President Obama extended a waiver for an additional six months that delays moving the U.S. Embassy in Israel to Jerusalem.

Obama’s waiver, issued June 1, follows in the footsteps of predecessors Bill Clinton and George W. Bush, who also extended the waiver every six months since a law was passed in 1995 mandating moving the U.S. Embassy in Israel from Tel Aviv to Jerusalem. Presidents are permitted to delay the move on national security grounds.

Some Jewish groups have pushed for the United States to move the embassy as a way to bolster Israeli claims to the city. Those favoring the use of the waiver say that moving the embassy would anger the Arab world and put the United States in the position of taking sides on an issue that should be settled in peace talks.

Mitt Romney, the Republican presidential candidate, has privately told Jewish leaders he would not commit to moving the embassy as president.

Sherman introduces visa waiver legislation


U.S. Rep. Brad Sherman introduced legislation to allow Israel into the U.S. Visa Waiver Program.
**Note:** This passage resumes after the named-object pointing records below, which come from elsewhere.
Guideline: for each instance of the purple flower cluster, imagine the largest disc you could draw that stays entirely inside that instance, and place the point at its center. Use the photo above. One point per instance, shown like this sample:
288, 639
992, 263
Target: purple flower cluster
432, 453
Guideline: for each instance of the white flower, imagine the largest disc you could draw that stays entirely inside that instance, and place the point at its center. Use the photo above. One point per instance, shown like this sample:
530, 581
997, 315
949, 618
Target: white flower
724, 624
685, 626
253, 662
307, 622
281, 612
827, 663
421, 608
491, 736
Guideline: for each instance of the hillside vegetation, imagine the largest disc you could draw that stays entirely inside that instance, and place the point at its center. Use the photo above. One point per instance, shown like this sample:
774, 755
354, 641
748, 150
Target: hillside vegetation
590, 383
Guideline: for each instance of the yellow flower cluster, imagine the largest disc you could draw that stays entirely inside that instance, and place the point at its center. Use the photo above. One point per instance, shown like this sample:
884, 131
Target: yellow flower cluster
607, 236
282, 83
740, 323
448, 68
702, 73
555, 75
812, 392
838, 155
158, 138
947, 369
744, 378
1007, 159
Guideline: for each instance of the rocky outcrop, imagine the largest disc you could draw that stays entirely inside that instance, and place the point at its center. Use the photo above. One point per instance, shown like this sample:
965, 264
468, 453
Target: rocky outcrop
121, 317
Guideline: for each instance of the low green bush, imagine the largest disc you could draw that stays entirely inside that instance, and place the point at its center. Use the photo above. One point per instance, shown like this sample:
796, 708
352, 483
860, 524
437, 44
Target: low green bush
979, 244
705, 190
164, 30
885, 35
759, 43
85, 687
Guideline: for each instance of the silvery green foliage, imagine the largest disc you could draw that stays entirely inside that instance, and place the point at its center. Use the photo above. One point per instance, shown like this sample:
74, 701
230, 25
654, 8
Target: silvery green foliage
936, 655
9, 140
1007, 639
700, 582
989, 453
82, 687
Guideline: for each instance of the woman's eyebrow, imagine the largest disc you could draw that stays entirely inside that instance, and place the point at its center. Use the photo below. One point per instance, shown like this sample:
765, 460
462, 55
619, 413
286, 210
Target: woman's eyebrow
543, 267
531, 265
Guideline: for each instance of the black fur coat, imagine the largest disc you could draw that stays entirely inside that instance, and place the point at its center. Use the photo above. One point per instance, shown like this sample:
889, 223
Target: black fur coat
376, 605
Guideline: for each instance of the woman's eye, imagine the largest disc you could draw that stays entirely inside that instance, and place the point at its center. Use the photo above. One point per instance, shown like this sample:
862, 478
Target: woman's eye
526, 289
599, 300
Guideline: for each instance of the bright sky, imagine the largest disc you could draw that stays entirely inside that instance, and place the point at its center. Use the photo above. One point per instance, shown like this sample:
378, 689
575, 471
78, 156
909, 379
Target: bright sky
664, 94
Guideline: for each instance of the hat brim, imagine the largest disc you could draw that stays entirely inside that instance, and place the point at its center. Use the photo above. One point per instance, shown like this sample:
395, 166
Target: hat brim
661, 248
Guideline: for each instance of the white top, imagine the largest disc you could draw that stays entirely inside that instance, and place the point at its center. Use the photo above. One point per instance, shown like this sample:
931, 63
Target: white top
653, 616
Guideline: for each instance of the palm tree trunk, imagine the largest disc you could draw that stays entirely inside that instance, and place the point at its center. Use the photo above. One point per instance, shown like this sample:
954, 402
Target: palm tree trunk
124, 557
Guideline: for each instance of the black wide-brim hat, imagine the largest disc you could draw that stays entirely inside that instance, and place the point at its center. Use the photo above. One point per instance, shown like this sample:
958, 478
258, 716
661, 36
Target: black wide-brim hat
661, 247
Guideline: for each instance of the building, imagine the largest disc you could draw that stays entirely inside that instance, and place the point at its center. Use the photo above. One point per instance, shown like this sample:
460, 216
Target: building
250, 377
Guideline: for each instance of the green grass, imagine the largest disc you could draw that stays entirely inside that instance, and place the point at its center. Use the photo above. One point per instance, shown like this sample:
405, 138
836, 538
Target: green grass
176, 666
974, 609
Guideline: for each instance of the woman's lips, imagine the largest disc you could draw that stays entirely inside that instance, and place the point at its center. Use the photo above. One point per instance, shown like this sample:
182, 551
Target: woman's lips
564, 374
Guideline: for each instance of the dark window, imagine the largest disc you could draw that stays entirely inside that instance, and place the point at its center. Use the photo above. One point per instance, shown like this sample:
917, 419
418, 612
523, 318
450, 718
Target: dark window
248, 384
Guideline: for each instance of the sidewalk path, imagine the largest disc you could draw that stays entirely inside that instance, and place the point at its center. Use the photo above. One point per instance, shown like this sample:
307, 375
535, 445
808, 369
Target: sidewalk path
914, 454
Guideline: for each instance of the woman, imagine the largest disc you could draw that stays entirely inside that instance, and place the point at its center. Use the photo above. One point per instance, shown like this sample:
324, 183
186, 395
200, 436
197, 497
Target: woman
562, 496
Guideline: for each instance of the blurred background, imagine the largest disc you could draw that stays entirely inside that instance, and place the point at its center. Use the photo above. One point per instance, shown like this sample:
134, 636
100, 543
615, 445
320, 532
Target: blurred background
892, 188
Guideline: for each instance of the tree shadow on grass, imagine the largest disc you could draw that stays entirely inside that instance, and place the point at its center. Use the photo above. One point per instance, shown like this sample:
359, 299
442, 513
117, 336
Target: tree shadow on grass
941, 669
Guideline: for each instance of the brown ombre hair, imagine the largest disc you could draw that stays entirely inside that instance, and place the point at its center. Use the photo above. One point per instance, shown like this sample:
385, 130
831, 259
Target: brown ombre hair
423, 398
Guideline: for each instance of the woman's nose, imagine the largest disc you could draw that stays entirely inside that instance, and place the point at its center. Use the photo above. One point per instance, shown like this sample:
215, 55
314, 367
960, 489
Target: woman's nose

Sherman (D-Calif.) this week introduced the Visa Waiver for Israel Act, which would permit nationals from Israel to enter the United States as temporary visitors for tourism or business for up to 90 days without obtaining a visa.

“Israel is our closest friend and democratic ally in the Middle East,” Sherman said in a statement. “Adding Israel to the Visa Waiver Program will boost business, tourism, and job creation here in the U.S. and enhance cultural ties between our two nations.”

Ileana Ros-Lehtinen (R-Fla.), the chair of the House of Representatives Foreign Affairs Committee, and Rep. Ted Poe (R-Texas) were the other two lead co-sponsors of the legislation. Eleven others signed on as co-sponsors.

Following the introduction of the legislation, the Israeli Embassy released a statement in support of the bill.

“This act would stimulate numerous business endeavors, and help promote closer cultural, economic, and touristic ties,” it said. “The passage of this legislation would further strengthen the special and deep relationship between Israel and the United States.”

Efforts in previous Congresses to add Israel to the list came to nought.

Thirty-six countries, including 30 from Europe, enjoy visa waiver status.